Mouse immunization and challenge.

Groups of mice received primary and boosting immunizations of 10 μg of NP/M2e-NA2 nanoparticles (NA2 nano), mixed NP/M2e-NA2, NP/M2e-NA1 nanoparticles (NA2+NA1 nano), or mixed nanoparticles with ISCOMs/MPLA adjuvants (NA2+NA1 nano with Adj.) by intramuscular injection at three weeks intervals. To generate ISCOMs, a lipid film of 1,2-dioleoyl-sn-glycero-3-phosphocholine (DOPC) (Avanti Polar Lipids) and cholesterol (Sigma) obtained by centrifugal drier (Vacufuge Plus, Eppendorf) were solubilized and sonicated in sterile water and then mixed and vortexed with QuilA (InvivoGen). The ISCOMs/MPLA combination comprised MPLA (2 μg, Avanti Polar Lipids) and ISCOMs (16 μg) with a 5:1:2 ratio of QuilA: cholesterol: DOPC. One group of naïve mice was included as controls.

For the intranasal immunization, mice were intranasally immunized with 30 μl of vaccine formulations including 10 μg of NP/M2e-NA2 nanoparticles (Nanos), NP/M2e-NA2 nanoparticles with ISCOMs/MPLA (Nanos+ISCOMs/MPLA or Nanos+Adj.), or NP/M2e-NA2 nanoparticles with ISCOMs/cGAMP containing ISCOMs (16 μg) and cGAMP (5 μg) (Nanos+ISCOM/cGAMP). cGAMP was purchased from InvivoGen. Four weeks post boosting immunization, mice were intranasally challenged with 5× LD50 of A/Aichi/1968 (A/Aichi, H3N2), 3× LD50 of A/Philippines/1986 (A/Phili, H3N2) or 3× LD50 of reassortant Viet (rViet, H5N1). The body weights were measured, and mice conditions were monitored for fourteen days after infection.

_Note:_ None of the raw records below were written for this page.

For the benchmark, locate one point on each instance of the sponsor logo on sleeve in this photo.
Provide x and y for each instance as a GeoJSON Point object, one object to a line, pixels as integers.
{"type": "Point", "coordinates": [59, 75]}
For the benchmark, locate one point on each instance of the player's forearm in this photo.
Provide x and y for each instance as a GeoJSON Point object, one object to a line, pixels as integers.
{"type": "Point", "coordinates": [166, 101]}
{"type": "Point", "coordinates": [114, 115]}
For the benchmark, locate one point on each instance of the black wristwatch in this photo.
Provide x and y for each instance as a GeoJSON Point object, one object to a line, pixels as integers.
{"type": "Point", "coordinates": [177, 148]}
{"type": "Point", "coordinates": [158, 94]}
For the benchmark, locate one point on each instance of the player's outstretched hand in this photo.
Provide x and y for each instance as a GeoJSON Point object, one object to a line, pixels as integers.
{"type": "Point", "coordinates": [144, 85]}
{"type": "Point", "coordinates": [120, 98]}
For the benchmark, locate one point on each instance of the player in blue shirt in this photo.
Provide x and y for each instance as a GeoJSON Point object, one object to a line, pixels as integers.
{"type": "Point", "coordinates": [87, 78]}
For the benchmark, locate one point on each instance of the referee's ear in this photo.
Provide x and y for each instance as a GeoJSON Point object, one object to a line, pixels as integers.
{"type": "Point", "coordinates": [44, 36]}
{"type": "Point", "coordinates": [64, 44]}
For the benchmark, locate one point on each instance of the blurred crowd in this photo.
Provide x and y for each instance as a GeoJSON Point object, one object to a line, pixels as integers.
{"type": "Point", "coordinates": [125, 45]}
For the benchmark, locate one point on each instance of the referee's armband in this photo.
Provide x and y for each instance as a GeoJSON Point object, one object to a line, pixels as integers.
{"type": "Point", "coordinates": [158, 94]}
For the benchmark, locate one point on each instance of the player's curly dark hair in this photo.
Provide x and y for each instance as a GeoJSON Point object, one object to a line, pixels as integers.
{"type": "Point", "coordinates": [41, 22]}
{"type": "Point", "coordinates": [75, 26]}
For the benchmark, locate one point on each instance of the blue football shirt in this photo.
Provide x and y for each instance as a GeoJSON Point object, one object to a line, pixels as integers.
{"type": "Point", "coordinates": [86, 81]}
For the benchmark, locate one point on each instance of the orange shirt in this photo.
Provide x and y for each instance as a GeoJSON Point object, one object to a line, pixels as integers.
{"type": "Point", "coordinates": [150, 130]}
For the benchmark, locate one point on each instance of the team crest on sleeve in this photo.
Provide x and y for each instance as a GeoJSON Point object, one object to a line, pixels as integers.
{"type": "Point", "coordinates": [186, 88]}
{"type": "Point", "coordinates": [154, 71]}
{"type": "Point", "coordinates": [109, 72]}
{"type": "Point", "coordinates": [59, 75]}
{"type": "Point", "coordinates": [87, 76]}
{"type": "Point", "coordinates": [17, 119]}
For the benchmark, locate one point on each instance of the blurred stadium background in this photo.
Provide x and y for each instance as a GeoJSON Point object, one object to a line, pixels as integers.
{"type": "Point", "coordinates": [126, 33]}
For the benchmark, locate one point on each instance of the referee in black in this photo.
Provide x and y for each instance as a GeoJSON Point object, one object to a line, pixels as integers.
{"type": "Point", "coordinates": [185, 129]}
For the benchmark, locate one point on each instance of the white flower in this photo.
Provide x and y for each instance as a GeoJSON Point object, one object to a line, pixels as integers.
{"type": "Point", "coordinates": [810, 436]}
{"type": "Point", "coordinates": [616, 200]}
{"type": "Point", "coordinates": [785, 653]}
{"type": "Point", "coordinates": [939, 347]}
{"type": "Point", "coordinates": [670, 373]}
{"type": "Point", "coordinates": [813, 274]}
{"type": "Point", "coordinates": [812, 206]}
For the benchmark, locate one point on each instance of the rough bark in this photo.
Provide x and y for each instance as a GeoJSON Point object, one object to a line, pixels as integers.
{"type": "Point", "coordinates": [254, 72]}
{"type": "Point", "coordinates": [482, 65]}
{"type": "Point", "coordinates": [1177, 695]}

Antigen-specific antibodies.

The sera were collected three weeks post-primary and secondary immunizations, and the antigen-specific antibody levels in the mouse sera were measured by enzyme-linked immunosorbent assay (ELISA). Briefly, the ELISA plates (Nunc, Maxisorp) were coated with 4 μg−1 ml of NA1, NA2 purified proteins, M2e peptides (Synpeptide, SLLTEVETPT) or whole inactivated A/Aichi virus overnight and blocked in PBST with 2% BSA. After 1 hour of incubation, 50 μg of sera dilutions were added and incubated for 2 hours at 37°C. Plates were washed and incubated with goat anti-mouse IgG-, IgG1- or IgG2a-HRP secondary antibodies (SouthernBiotech) for 1 hour, and the plates were read by BioTek Microplate Reader at 450 nm after reacting with TMB and stopping by H2SO4 (1m). Mice nasal washes and BALFs were collected one month post-intranasally boosting immunization. The NA2- and Aichi- specific IgA levels were measured using HRP conjugated goat anti-mouse IgA antibody (SouthernBiotech).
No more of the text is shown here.